Paroki Lubang Buaya, Kalvari, Keuskupan Agung Jakarta (KAJ): Perjuangan Tanpa Henti

1722
Ki-ka: Kepala Paroki Kalvari Romo John Ferdinand Wijshijer, Gubernur Anies Baswedan, Uskup Agung Jakarta, Ignatius Kardinal Suharyo memperlihatkan prasasti yang sudah ditandatangani.

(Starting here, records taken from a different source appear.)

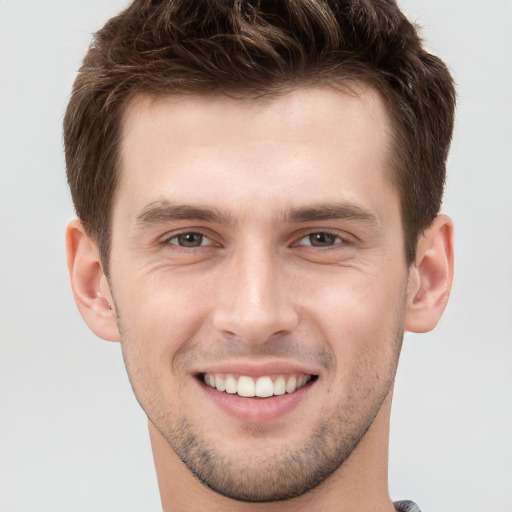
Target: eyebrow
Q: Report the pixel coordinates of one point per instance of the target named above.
(331, 212)
(160, 212)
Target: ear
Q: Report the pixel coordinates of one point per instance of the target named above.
(430, 278)
(90, 286)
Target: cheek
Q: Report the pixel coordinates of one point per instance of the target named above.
(158, 320)
(359, 314)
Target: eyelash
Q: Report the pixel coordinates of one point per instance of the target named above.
(338, 240)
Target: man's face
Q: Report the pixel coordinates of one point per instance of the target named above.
(257, 246)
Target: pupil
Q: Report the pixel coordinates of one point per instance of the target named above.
(190, 239)
(321, 239)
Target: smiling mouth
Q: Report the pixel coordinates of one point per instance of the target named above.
(260, 387)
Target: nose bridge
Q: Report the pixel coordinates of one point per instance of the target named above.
(253, 300)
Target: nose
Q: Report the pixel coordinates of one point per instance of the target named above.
(254, 300)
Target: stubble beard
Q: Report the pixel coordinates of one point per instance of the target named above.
(287, 473)
(290, 473)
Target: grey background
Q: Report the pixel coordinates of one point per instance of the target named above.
(72, 437)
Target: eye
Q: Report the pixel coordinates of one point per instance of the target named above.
(190, 240)
(320, 239)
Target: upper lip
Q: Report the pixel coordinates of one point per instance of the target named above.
(256, 368)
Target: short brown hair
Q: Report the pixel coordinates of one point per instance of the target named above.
(254, 48)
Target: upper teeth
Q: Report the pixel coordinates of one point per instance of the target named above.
(261, 387)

HIDUPKATOLIK.COM – Tidak hanya memperjuangkan IMB, paroki ini terus berkomitmen hadir bagi masyarakat. Sang gembala paroki pun kerap ‘ngronda bareng warga.

SENYUM merekah menghiasi setiap wajah umat Paroki Lubang Buaya, Keuskupan Agung Jakarta (KAJ) pada Selasa, 21/12/21. Semuanya menunggu dengan hati penuh harap dan sukacita. Merekahnya senyuman ini merupakan luapan kebahagiaan yang dirasakan setelah menanti puluhan tahun untuk menerima Izin Mendirikan Bangunan (IMB) secara definitif. Di samping tebaran senyuman yang menghiasi wajah tiap insan, didirikan juga tenda bernuansa merah putih tanda dihormatinya semangat kebangsaan yang mencintai toleransi dan menghargai pluralisme.

Di dalam tenda itu, telah terjadi sebuah sejarah besar bagi paroki yang terletak di Jalan Masjid al Umar No.1B, RT1/RW12, Lubang Buaya, Cipayung, Jakarta Timur ini. Gubernur Provinsi DKI Jakarta, Anies Rasyied Baswedan memberikan IMB kepada Uskup Agung Jakarta, Ignatius Kardinal Suharyo disaksikan Kepala Paroki Lubang Buaya, Romo Johan Ferdinand Wijshijer dan khalayak ramai baik secara luring maupun daring. Tidak hanya itu, Anies bersama Kardinal Suharyo meletakkan batu pertama bagi pugar bangun Gereja Kalvari kelak. Peletakan batu pertama ini juga dilakukan oleh K.H. Abi M.Syakrim, K.H. Ibnu Mulkan, dan K.H. Asy’ari Akbar.

Meski hati riang, di balik sukacita itu tersemat semangat perjuangan yang tiada henti, peluh yang bercucuran, dan air mata yang tak sedikit terurai. Kerja keras tahap demi tahap mereka lakukan untuk meniti puncak impian.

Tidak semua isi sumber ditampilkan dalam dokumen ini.